Nell'aria non volava una mosca, il silenzio appariva irreale. Nessuno tintinnio di tacchi, non una voce, non uno squillo. Nemmeno i treni emettevano alcun rumore e quelle persone non si parlavano. Mi incamminai seguendo i passi di chi pioveva dai binari; quando giunsi davanti all'uscita, mi fu bloccato l'accesso. Non c'era alcun motivo tangibile per cui non riuscissi a passare, eppure non ci fu verso: venni respinta da una forza che sembrava provenire da dentro me, come un rifiuto psicologico. Non c'era alcun ostacolo, eppure non riuscii a varcare quella soglia. Nessuno notò quella mia difficoltà, nessuno mi degnò di uno sguardo; iniziai a temere di essere diventata trasparente.

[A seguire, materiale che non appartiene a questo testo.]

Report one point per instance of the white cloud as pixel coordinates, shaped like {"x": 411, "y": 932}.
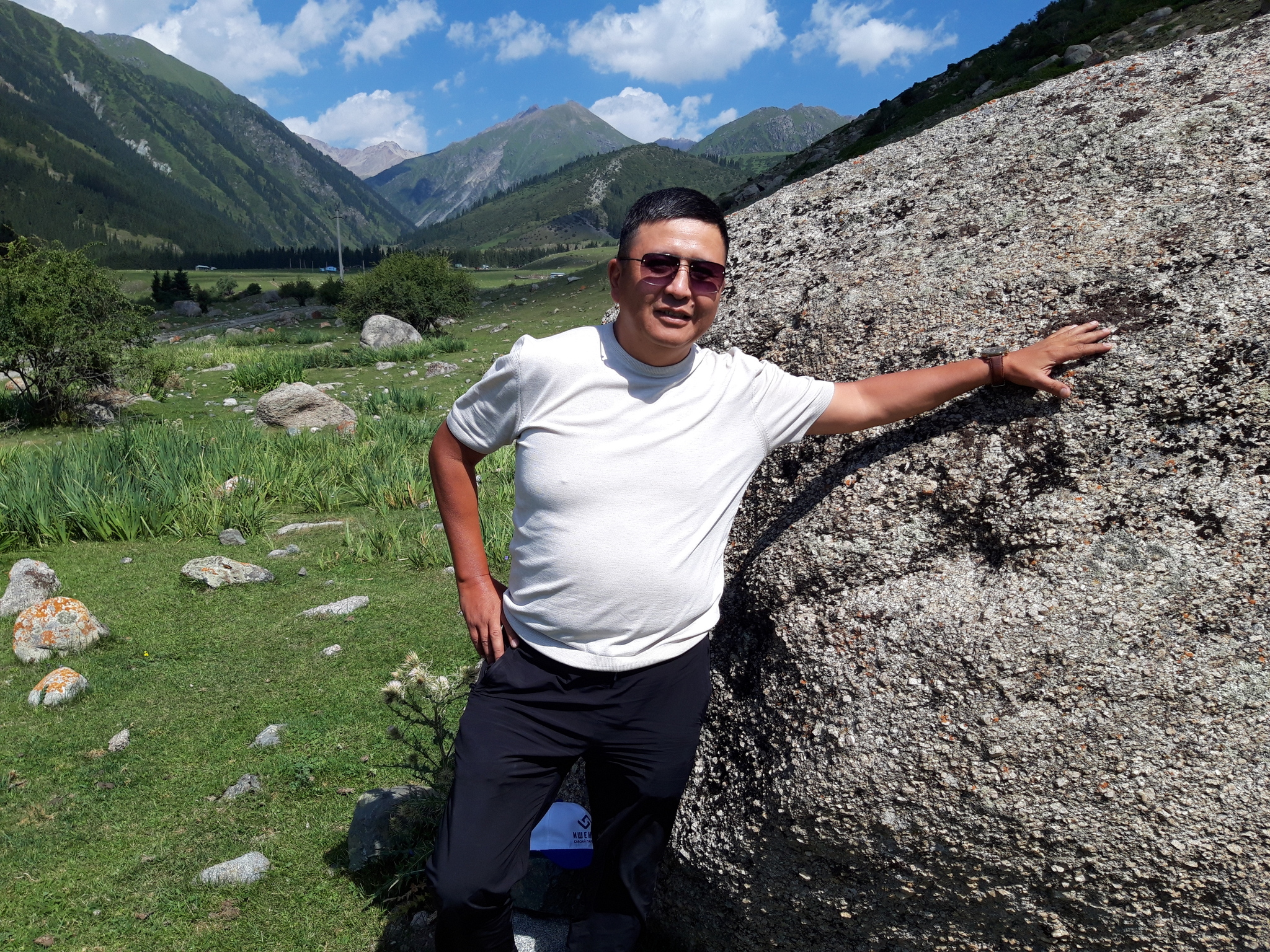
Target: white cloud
{"x": 390, "y": 29}
{"x": 366, "y": 118}
{"x": 647, "y": 117}
{"x": 677, "y": 41}
{"x": 855, "y": 36}
{"x": 516, "y": 37}
{"x": 102, "y": 15}
{"x": 229, "y": 40}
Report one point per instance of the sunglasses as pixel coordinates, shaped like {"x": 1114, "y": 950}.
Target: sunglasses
{"x": 659, "y": 270}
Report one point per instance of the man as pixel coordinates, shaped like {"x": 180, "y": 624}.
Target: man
{"x": 634, "y": 448}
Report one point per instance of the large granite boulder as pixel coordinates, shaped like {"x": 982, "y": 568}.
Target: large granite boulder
{"x": 996, "y": 678}
{"x": 58, "y": 626}
{"x": 380, "y": 332}
{"x": 31, "y": 582}
{"x": 304, "y": 407}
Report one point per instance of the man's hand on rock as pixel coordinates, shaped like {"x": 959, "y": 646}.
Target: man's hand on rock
{"x": 1032, "y": 366}
{"x": 481, "y": 599}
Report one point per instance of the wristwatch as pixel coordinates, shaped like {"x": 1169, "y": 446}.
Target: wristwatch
{"x": 996, "y": 359}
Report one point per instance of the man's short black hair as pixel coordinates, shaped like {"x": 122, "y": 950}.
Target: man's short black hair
{"x": 668, "y": 203}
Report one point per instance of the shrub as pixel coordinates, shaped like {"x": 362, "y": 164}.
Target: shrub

D'un tratto, ebbi la visione di una freccia. Scossi il capo, stropicciai gli occhi, li riaprii e quella freccia era ancora lì, in apparenza davanti ai miei occhi ma in realtà dentro la mia mente, a indicarmi una direzione diversa. Esitai; andavano tutti verso l'uscita frontale, con un grosso sforzo di volontà provai a a entrarvi, ma senza successo. Mi rassegnai a seguire l'indicazione che mi era apparsa nel cervello.
Senza capire in che modo, passai dalla luce al buio; finii, senza avere il tempo di completare un passo, in un luogo cupo, dall'aria torbida, maleodorante. L'esatto contrario di quello in cui mi trovavo un attimo prima. Alzai lo sguardo, non vidi altro che grattacieli altissimi dall'aspetto fatiscente. Sembravano le rovine di una civiltà esistita mille anni prima. Gli appartamenti erano privi di finestre, da alcuni fuoriuscivano delle strane piante rampicanti. L'aria sapeva di orina, escrementi e vomito. Presi una direzione a caso cercando uno spiraglio che mi consentisse di guardare oltre i grattacieli; avevo bisogno di vedere il cielo. Quei grattacieli, alti come non ne avevo mai visti, erano così ammassati e imponenti che non lasciavano filtrare la luce del sole.
«Bzzzzzzzzzz?»
Mi voltai spaventata.
Era la prima voce che udivo da quando ero finita, dovetti ammetterlo, nel 3017.